Alana had her GI follow-up yesterday afternoon. Back in August she had a million labs and stool samples done and though the nurse called when the results came in (they were all negative) we were still supposed to go back and follow-up with the doctor. I assumed it would be a "yep, everything is fine...have a good day" kind of appointment but I was wrong.
Because all of the labs came back normal the doctor was actually more concerned. She said she was expecting to see some sort of vitamin deficiency or at the very least an abnormally high metabolism. She actually said that Alana's chart was haunting her and she really felt that something was wrong but the tests just weren't proving it. Before this appointment I had finally made peace with the fact that she was abnormally small, but the things she was telling me had my stomach churning all over again. Basically she told me that we don't have a small family (I'm 5'9 and hubby is 6'3), Alana eats a ton of high-calorie foods, and there has to be some reason that she isn't growing or gaining weight. According to their scales she has lost weight since her first appointment there almost two years ago. It was then that she came out with the "failure to thrive" diagnosis. That hurt. I can't really explain it but that is so crushing to hear as a parent. Alana was diagnosed as FTT as an infant and now it seems we're back to square one. She also hinted that her hair loss could be related to the FTT and not ringworm at all (we still don't have those results back yet).
She explained that there are 2 more tests she'd like to do. If these come back negative she wants to watch Alana very carefully and advised us to see an endocrinologist as well. The first was a Prometheus Lab to test for IBD. If you've never had a Prometheus Lab that is an interesting experience, lol. I was given a box that I had to sign for because the shipping alone was $70. Then I had to play phone tag between my poor hubby who was at work, the insurance company (they won't talk to me because I am not on the policy), and Prometheus.

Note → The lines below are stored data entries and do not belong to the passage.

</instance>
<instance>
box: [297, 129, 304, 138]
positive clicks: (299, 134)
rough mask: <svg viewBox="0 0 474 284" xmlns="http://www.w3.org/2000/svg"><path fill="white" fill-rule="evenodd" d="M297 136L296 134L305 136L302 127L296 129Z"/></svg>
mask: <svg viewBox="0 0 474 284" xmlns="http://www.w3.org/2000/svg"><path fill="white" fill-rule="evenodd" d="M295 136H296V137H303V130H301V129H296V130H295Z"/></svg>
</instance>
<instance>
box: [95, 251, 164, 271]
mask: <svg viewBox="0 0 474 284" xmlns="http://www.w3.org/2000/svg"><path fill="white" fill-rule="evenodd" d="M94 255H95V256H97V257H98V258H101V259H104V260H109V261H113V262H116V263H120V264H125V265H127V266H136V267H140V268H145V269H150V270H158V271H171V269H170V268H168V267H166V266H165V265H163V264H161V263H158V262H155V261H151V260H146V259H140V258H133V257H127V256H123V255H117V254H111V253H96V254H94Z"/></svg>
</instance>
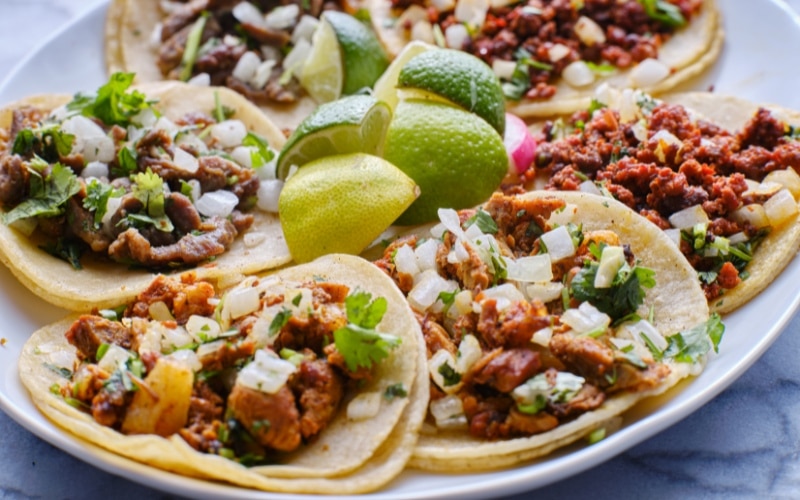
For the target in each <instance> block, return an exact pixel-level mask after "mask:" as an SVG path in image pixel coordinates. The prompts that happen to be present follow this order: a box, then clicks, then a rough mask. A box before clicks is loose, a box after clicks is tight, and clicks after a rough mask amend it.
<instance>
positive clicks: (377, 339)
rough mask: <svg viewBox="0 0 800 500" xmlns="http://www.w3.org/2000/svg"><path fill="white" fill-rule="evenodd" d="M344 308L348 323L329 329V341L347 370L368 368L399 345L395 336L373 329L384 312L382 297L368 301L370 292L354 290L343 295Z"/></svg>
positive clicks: (385, 305) (397, 339)
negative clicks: (336, 352)
mask: <svg viewBox="0 0 800 500" xmlns="http://www.w3.org/2000/svg"><path fill="white" fill-rule="evenodd" d="M345 308H346V310H347V321H348V323H347V325H345V326H343V327H341V328H339V329H338V330H336V331H334V332H333V340H334V343H335V345H336V350H338V351H339V353H341V355H342V356H343V357H344V360H345V363H346V365H347V369H348V370H350V371H356V370H358V369H359V368H360V367H363V368H368V369H369V368H371V367H372V365H373V364H375V363H378V362H380V361H382V360H383V359H385V358H386V357H387V356H388V355H389V350H391V349H394V348H396V347H397V346H398V345H400V342H401V340H400V338H399V337H397V336H395V335H389V334H386V333H380V332H378V331H376V330H375V326H377V324H378V323H380V321H381V319H382V318H383V315H384V314H385V313H386V308H387V302H386V299H385V298H384V297H378V298H377V299H375V300H372V295H371V294H369V293H367V292H356V293H354V294H352V295H348V296H347V298H345Z"/></svg>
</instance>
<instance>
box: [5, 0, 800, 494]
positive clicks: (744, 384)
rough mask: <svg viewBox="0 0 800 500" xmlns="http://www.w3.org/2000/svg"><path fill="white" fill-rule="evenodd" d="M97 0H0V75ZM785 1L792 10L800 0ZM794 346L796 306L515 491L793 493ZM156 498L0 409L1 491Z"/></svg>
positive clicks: (13, 66) (796, 356) (799, 451)
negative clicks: (84, 462) (529, 486)
mask: <svg viewBox="0 0 800 500" xmlns="http://www.w3.org/2000/svg"><path fill="white" fill-rule="evenodd" d="M750 1H759V0H750ZM96 4H97V0H0V80H2V79H3V78H5V76H6V75H7V74H8V73H9V72H10V71H11V70H12V68H13V67H14V65H15V64H16V63H17V62H18V61H20V60H21V58H22V57H23V56H24V55H25V54H26V53H28V52H29V51H31V50H32V49H34V48H35V47H36V45H37V44H38V43H40V42H41V41H42V39H43V38H45V37H46V36H47V35H48V34H49V33H50V32H52V31H53V30H56V29H58V28H59V27H60V26H62V25H64V24H66V23H68V22H69V21H70V20H71V19H73V18H75V17H77V16H80V15H81V14H82V13H83V12H85V11H87V10H88V9H89V8H91V7H92V6H93V5H96ZM787 4H789V5H790V6H791V7H792V8H794V9H795V11H800V0H790V1H788V2H787ZM34 21H35V28H31V27H30V26H33V25H34V24H33V22H34ZM788 49H789V50H794V48H788ZM798 354H800V315H797V316H795V317H794V318H793V320H792V321H791V322H790V323H789V325H788V326H787V328H786V330H785V331H784V332H783V334H782V335H781V336H780V338H778V340H777V341H776V342H775V343H774V344H773V345H772V347H771V348H770V349H769V350H768V351H767V352H766V353H765V354H764V356H763V357H762V358H761V359H760V360H759V361H758V362H756V363H755V364H754V365H753V366H752V367H751V368H750V369H749V370H748V371H747V372H746V373H745V374H744V375H743V376H742V377H741V378H740V379H739V380H737V381H736V382H735V383H733V384H732V385H731V386H730V387H729V388H728V389H727V390H726V391H724V392H722V393H721V394H720V395H719V396H717V397H716V398H715V399H713V400H712V401H711V402H710V403H708V404H707V405H705V406H704V407H703V408H701V409H700V410H698V411H697V412H695V413H693V414H692V415H690V416H689V417H687V418H686V419H684V420H682V421H681V422H679V423H678V424H675V425H673V426H672V427H670V428H668V429H667V430H665V431H664V432H662V433H660V434H658V435H656V436H655V437H653V438H651V439H648V440H646V441H644V442H643V443H641V444H639V445H638V446H635V447H633V448H631V449H629V450H628V451H627V452H625V453H623V454H621V455H619V456H617V457H616V458H614V459H612V460H610V461H608V462H605V463H604V464H602V465H600V466H597V467H595V468H593V469H590V470H588V471H586V472H583V473H581V474H577V475H575V476H573V477H570V478H568V479H565V480H562V481H559V482H555V483H553V484H550V485H548V486H546V487H543V488H540V489H538V490H536V492H535V493H528V494H524V495H519V496H518V498H519V499H521V498H528V497H533V495H536V498H556V497H559V498H579V497H588V496H592V497H594V498H595V499H597V500H601V499H619V498H704V499H706V498H754V497H768V498H797V497H800V416H798V415H800V363H798V361H797V360H798ZM159 497H163V498H168V497H169V496H168V495H166V494H164V493H161V492H159V491H156V490H153V489H150V488H148V487H147V486H143V485H140V484H137V483H134V482H131V481H129V480H127V479H125V478H120V477H116V476H113V475H110V474H107V473H105V472H103V471H101V470H99V469H96V468H94V467H92V466H90V465H87V464H85V463H84V462H81V461H80V460H77V459H75V458H73V457H72V456H70V455H67V454H65V453H63V452H62V451H60V450H58V449H57V448H54V447H53V446H51V445H49V444H48V443H46V442H44V441H42V440H40V439H39V438H37V437H35V436H34V435H33V434H31V433H29V432H28V431H27V430H25V429H24V428H22V427H21V426H20V425H18V424H17V423H16V422H14V421H13V420H12V419H11V418H9V417H8V416H7V415H5V414H3V413H2V412H0V498H3V499H22V498H116V499H120V500H122V499H134V498H136V499H139V498H159Z"/></svg>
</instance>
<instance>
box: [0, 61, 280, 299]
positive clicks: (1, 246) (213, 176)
mask: <svg viewBox="0 0 800 500" xmlns="http://www.w3.org/2000/svg"><path fill="white" fill-rule="evenodd" d="M132 78H133V75H130V74H121V73H119V74H115V75H114V76H112V78H111V80H110V81H109V82H108V83H107V84H106V85H104V86H102V87H101V88H100V89H99V90H98V91H97V93H95V94H91V95H89V94H78V95H77V96H75V97H74V98H69V97H66V96H42V97H37V98H31V99H28V100H25V101H21V102H18V103H14V104H11V105H9V106H7V107H6V108H4V109H3V110H2V111H0V205H1V207H2V208H1V209H0V213H2V218H3V220H2V224H0V260H2V262H3V263H4V264H5V265H6V266H8V267H9V269H11V271H12V272H13V273H14V275H15V276H16V277H17V279H19V280H20V281H21V282H22V283H23V284H25V285H26V286H27V287H28V288H30V289H31V290H32V291H33V292H34V293H36V294H37V295H39V296H41V297H42V298H43V299H45V300H47V301H49V302H52V303H54V304H56V305H58V306H61V307H64V308H67V309H71V310H83V311H88V310H90V309H92V308H93V307H99V308H103V307H110V306H116V305H118V304H119V303H121V302H125V301H126V300H129V299H131V298H133V297H135V296H136V295H137V294H138V293H139V292H141V291H142V290H143V289H144V288H145V287H146V286H147V285H148V284H149V283H150V281H151V280H152V279H153V277H154V273H155V272H157V271H162V272H163V271H169V270H172V269H186V268H187V267H192V268H196V270H197V275H198V276H199V277H201V278H204V279H212V280H213V279H219V278H221V277H223V276H225V277H229V278H230V279H236V277H237V276H242V275H244V274H252V273H255V272H258V271H262V270H265V269H269V268H272V267H277V266H280V265H283V264H285V263H287V262H289V260H290V259H291V257H290V255H289V250H288V248H287V247H286V242H285V241H284V239H283V233H282V231H281V228H280V223H279V221H278V218H277V215H276V214H274V213H271V212H268V211H266V210H269V209H270V206H269V205H270V199H271V198H270V197H269V188H270V186H271V185H272V183H274V182H277V181H271V180H269V178H270V177H273V178H274V173H273V171H274V166H273V163H272V162H273V161H274V159H273V157H274V156H276V154H275V148H278V149H279V148H280V147H281V146H282V144H283V142H284V140H285V139H284V136H283V135H282V133H281V132H280V130H278V129H277V128H276V127H275V126H274V125H273V124H272V122H271V121H270V120H269V119H268V118H266V117H265V116H264V115H263V114H262V113H261V112H260V111H259V110H258V109H257V108H256V107H255V106H253V105H252V104H251V103H249V102H248V101H247V100H245V99H244V98H243V97H242V96H240V95H238V94H236V93H235V92H232V91H230V90H227V89H211V88H197V87H191V86H188V85H186V84H183V83H178V82H168V83H157V84H150V85H148V86H144V87H140V89H139V90H131V89H128V85H129V84H130V82H131V80H132ZM276 206H277V205H276ZM272 210H273V211H275V210H276V208H272Z"/></svg>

I had to make sure they would cover this lab because it is ridiculously expensive. So while this is going on I'm sitting outside the hospital on a bench with this goofy overpriced box. Finally I got the word that it was approved and we headed upstairs to have the blood drawn. Alana was a trooper (and behaves really well when bribed! lol) and didn't even cry. At this point though we're all tired and cranky and head outside to the parking garage but there are roaring sirens, tons of smoke, and firefighters all geared up and running toward the garage. Apparently a car was on fire in the garage and we had to wait about 45 minutes until they cleared the garage and we could leave. Always expect the unexpected, lol.
The other test Alana will have done is a sweat test next Tuesday. This is to rule out cystic fibrosis. She's had the genetic testing for it done but apparently that test only picks up the most common mutations and the sweat test is the standard for diagnosing. To be completely honest, the possibility of CF scares me to death. That's all I care to say about that.
So anyway, not what I expected for this appointment. I'm terrified but optimistic. Alana is still struggling with asthma issues daily but I'm waiting to get the results of these tests before hauling her back to the Pulmo. On a positive note, Madison is doing great and is learning to use her inhaler without the spacer, lol. She's beyond proud!